Printing a ‘sample data’ of how the newly created dataframe, which has 5850642 rows and 8 columns, looks like the image below with the following script.
""" Printing a sample of the converted_df dataframe which is the first few lines to validate if the data has been appended properly""" converted_df.head()
If we would like to look at the data pertaining to only a particular employee id, say for instance, ‘719081061’, then we can do so using the following script:
""" Only filtering for the Employee Id which we need for our analysis 719081061 and printing the sample of the first few lines of the new dataframe containing the data for this emp_id= 719081061 """ converted_df = converted_df.loc[converted_df['EMPLOYEE_ID'] == 719081061] converted_df.head()

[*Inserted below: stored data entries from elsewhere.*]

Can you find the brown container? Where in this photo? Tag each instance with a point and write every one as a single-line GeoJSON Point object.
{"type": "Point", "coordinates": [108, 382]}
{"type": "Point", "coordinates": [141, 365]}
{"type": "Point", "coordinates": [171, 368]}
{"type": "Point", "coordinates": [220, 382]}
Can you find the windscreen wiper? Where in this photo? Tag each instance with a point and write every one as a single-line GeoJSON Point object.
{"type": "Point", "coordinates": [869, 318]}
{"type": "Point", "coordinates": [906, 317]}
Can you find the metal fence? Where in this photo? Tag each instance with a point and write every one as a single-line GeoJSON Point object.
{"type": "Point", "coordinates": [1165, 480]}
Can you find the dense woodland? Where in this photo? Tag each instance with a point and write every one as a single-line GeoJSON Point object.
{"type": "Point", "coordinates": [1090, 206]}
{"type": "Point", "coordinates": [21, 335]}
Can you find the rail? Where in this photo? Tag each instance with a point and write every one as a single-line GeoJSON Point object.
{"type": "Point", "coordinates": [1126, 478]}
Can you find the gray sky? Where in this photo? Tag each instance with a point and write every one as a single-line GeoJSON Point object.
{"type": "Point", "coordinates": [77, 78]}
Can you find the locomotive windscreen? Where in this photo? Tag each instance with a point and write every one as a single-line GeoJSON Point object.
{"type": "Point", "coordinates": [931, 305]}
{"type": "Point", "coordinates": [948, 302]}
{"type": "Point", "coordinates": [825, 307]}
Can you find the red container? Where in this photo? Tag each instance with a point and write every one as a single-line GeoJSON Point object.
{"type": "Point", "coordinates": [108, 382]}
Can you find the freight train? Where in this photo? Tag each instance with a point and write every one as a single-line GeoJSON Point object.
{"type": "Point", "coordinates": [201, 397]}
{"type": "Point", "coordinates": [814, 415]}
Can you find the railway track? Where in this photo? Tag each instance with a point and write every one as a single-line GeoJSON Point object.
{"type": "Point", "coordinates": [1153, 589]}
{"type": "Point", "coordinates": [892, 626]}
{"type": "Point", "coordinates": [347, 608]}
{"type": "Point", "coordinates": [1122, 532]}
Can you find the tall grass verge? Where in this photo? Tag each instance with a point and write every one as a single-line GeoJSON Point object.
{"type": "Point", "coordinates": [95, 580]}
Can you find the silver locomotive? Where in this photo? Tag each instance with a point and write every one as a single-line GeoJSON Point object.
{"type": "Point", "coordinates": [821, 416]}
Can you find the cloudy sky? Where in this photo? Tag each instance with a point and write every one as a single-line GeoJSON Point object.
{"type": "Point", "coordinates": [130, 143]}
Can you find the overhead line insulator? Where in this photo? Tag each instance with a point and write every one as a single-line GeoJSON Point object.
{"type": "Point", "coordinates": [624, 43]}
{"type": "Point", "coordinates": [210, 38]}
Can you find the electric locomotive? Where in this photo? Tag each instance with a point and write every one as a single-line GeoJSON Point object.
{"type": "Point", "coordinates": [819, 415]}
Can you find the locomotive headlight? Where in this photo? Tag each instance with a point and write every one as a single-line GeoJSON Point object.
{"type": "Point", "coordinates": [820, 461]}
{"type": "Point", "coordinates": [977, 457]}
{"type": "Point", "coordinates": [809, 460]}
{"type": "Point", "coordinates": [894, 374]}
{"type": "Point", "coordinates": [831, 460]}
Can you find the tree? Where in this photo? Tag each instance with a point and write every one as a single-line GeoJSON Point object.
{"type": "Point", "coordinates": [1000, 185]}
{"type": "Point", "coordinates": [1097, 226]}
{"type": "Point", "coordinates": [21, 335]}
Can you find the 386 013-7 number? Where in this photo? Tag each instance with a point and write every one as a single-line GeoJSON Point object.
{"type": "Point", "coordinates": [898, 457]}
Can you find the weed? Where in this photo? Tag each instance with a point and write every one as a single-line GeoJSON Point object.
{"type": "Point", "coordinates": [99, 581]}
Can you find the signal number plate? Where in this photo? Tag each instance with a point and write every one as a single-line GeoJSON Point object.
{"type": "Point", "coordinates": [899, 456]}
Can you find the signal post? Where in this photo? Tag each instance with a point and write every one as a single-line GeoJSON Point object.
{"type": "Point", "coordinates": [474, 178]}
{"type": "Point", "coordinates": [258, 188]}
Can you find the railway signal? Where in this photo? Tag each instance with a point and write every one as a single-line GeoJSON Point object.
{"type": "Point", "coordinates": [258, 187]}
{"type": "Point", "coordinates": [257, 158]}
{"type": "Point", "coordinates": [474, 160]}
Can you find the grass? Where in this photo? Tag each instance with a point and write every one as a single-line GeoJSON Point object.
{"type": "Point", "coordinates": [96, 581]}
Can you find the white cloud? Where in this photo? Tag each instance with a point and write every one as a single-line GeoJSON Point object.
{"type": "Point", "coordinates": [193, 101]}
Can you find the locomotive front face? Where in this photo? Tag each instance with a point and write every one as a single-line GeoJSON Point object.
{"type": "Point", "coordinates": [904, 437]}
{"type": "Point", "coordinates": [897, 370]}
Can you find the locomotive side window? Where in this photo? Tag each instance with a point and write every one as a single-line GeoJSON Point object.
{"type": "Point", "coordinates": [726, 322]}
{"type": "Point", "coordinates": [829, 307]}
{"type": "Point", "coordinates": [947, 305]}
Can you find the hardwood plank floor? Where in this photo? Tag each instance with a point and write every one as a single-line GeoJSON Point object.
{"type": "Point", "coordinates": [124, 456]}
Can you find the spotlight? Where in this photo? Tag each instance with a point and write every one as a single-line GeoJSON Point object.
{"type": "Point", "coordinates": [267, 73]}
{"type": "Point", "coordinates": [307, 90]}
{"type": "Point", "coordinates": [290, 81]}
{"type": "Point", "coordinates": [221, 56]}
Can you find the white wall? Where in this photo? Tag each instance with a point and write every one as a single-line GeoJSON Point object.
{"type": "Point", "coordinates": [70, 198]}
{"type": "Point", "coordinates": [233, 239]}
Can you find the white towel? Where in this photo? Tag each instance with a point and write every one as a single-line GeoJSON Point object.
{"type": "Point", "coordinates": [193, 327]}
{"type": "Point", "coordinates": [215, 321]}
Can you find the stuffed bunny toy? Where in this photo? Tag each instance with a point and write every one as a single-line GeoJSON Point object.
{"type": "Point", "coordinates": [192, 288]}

This code will print the structure of the newly created subset of the dataframe containing only the data pertaining to the employee id= ‘719081061’
""" Printing the shape of the converted_df contaning the data for emp_id = 719081061 """ converted_df.shape
This new dataframe containing the details for the employee_id =719081061 has 1053 rows and 8 rows for the date 2019/7/8’.

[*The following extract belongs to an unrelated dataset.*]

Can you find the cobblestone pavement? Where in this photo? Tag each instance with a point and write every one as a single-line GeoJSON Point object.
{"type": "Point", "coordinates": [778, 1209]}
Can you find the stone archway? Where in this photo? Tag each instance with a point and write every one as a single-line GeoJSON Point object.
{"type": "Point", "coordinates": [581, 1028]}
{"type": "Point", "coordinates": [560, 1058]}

We can use this code to get rid of unnecessary column in the dataframe ‘converted-df’ and printing the sample of the newly cleaned dataframe ‘converted-df’
""" Printing the first 5 rows of the pandas dataframe """ converted_df = pd.DataFrame(converted_df, columns=columns) converted_df. head()converted_df.shape
We can store this newly cleaned re-created dataframe into a csv file, named ’Data_For_Emp_719081061_07082019.csv’, which can be used further for deeper structured analysis.
""" Writing the cleaned dataframe into the csv file named 'Data_For_Emp_719081061_07082019.csv' contaning only the data for the emp:719081061 and saving it locally""" converted_df.to_csv(r"C:\Desktop\Data_For_Emp_719081061_07082019.csv")
Data Identification and cleaning takes up to 800 times the efforts and time of a Data Scientist/Data Analyst. Once the data is prepared in the form of a dataframe that is converted into a csv , it can be shared with other teammates or cross functional groups. They can use the same kind of methodology to be able to gain quick actionable insights out of their data to make some data driven informed business decisions. We can further use this data as one of the data sources which has been cleaned and ready to be leveraged for more advanced data analytic use cases which I will be discussing in my next blog.
Next Steps
Here, we have looked at how we can access data residing in one of the data silos and be able to read the data stored in a s3 bucket, up to a granularity of a folder level and prepare the data in a dataframe structure for consuming it for more deeper advanced analytics use cases. Next, we will look at using this cleaned ready to use data frame (as one of the data sources) and how we can apply various geo spatial libraries of Python and advanced mathematical functions on this data to do some advanced analytics to answer questions such as missed customer stops and estimated time of arrival at the customer’s location.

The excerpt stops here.